Leaning into memories of years gone by, here you will always find me...in Mary's World.
Tuesday, October 8, 2024
Truth, or Dare to Believe A Lie
The title in and of itself, is such a huge topic. But only one aspect of it has peaked the activity in my brain waves this morning. There's no anxiety, just wonderings. "Why?" I ask. What causes one to not seek out truth, and all I can come up with is "fear". Fear of being wrong (the what-ifs). Fear of looking foolish. Fear of losing friends.
Fear causes one to be angry when confronted, or challenged, even in the smallest of ways. Fear always accuses those with an opposing opinion, of being "stupid" and of "spouting lies." Yep. I have experienced this, just recently, in fact. I'm pretty sure most of my readers have, as well.
For me....I prefer the pain of being seen as "stupid," to the pain of not knowing the truth. Truth shines a light in our darkness. Truth always reveals a wrong being done. Darkness hides from the truth because the light can be blinding to those of us who have lived so long in the dark. Truth is painful. Yet, truth is worth the pain...
I have been asked, "Why don't you give back what is being served to you?" My answer is simply, "There is no need for that." Why stir a pot when it's already overflowing with hatred? The battle is not ours to wage. My hope is in God, not in humanity. Humanity is flawed, even as perfect as we claim ourselves to be. We do make mistakes. God doesn't.

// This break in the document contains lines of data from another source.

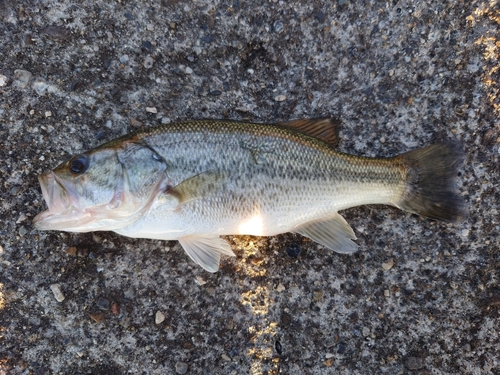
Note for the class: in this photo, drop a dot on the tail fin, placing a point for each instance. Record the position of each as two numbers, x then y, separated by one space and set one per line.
430 182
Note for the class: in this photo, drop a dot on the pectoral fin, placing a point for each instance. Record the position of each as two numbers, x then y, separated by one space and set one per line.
206 250
198 186
333 233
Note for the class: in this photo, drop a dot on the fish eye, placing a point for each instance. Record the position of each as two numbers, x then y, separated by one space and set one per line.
79 164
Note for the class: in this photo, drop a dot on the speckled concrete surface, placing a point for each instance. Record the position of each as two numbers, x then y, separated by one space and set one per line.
420 297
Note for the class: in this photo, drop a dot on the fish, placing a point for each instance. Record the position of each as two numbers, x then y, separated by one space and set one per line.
195 181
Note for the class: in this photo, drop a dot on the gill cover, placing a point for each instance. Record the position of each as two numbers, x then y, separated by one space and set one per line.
106 188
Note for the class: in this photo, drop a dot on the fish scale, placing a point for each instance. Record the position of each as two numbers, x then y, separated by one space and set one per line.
194 181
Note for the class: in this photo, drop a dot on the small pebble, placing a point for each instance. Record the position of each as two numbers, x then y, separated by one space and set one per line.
71 251
159 317
320 16
40 87
328 362
388 265
318 295
3 80
278 347
115 308
278 26
57 33
97 317
414 363
148 62
103 304
181 367
199 280
22 78
135 123
293 250
58 294
96 238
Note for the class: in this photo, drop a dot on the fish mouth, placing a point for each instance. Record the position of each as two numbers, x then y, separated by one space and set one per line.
63 212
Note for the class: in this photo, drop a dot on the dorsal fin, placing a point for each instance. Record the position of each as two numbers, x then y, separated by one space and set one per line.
326 129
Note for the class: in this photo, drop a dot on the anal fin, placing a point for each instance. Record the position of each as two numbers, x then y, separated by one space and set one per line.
333 233
205 250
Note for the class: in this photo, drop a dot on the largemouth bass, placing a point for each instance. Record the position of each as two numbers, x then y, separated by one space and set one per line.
197 180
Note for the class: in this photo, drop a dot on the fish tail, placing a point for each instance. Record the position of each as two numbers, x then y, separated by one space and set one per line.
430 188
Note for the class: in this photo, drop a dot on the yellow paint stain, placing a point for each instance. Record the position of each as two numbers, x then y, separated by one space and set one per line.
490 42
263 332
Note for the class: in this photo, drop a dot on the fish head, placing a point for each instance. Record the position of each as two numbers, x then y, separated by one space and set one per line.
106 188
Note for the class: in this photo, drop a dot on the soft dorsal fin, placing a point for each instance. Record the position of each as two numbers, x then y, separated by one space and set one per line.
326 129
333 233
205 250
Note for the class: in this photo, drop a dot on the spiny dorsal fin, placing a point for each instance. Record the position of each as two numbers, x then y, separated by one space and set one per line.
326 129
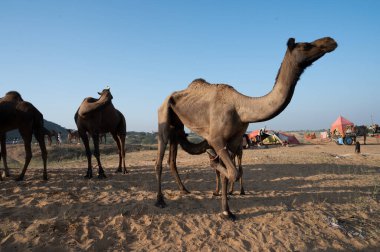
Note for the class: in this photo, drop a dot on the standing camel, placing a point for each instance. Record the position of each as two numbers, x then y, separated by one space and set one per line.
97 116
221 115
15 113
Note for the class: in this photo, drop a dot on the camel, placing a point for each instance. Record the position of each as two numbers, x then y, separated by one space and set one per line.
220 114
97 116
361 130
15 113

A spiritual battle is a given in most of our dealings. Why do I believe that? Because we all are spirit beings simply having a human experience. The body may die and decay, but the spirit lives for all of eternity. And because God purchased us back from certain death, from the evils of this world that would try to consume us, our enemy (you know him), will always try to make our lives miserable, contentious, and overwhelmed. He knows our future as well as he knows his, so all kinds of road-blocks will be thrown in our path to keep us from seeking truth. THE TRUTH, not "our truth." Which will in turn bring peace to our spirit. Regardless of the opposing accusations. Nothing will move those who rely upon the God who saves. Perfect peace in the midst of any storm belongs to those who have given up the rights to themselves. No "thick skin" needed. Just truth. THE TRUTH.
"You shall know the truth, and the truth will set you free." ~John 8:32 We now belong to the One who has already conquered death. What more do we need? Words are just words. But when light is shown on them, any deception must back away.
I've never liked a dark room. Maybe this is why.
Constantly seeking the truth, here you will find me...in Mary's World.